To find the function with the minimum value, we need to compare the functions (a M b), (a D b), (a H b), and (a P b) and determine which one produces the smallest output for any given values of a and b.
1. (a M b) = a * b: This function multiplies the values of a and b together. The result will be the product of a and b.
2. (a D b) = a / b: This function divides the value of a by the value of b. The result will be the quotient of a divided by b.
3. (a H b) = (a * b): This function multiplies the values of a and b together. The result will be the product of a and b.

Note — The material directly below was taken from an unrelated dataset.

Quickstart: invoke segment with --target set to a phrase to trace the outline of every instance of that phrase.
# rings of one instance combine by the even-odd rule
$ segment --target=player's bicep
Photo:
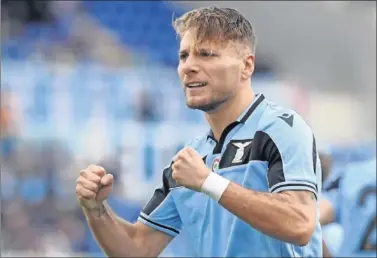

4. (a P b) = a / b: This function divides the value of a by the value of b. The result will be the quotient of a divided by b.
To determine the function with the minimum value, we need to consider different scenarios:
- If both a and b are positive numbers, then the functions (a M b) and (a H b) will produce the same result. Therefore, we can eliminate (a H b) as it is equivalent to (a M b).
- If both a and b are negative numbers, then the functions (a M b) and (a H b) will produce the same result. Therefore, we can eliminate (a H b) as it is equivalent to (a M b).
- If a is positive and b is negative, the function (a M b) will produce a negative result, while (a D b) and (a P b) will produce positive results. Therefore, (a M b) will have the minimum value in this scenario.
- If a is negative and b is positive, the function (a M b) will produce a negative result, while (a D b) and (a P b) will produce negative results. Therefore, (a D b) and (a P b) will have the minimum value in this scenario.
Based on the above analysis, we can conclude that the function with the minimum value cannot be determined without knowing the signs of a and b. Therefore, the correct answer is option D) Cannot be determined.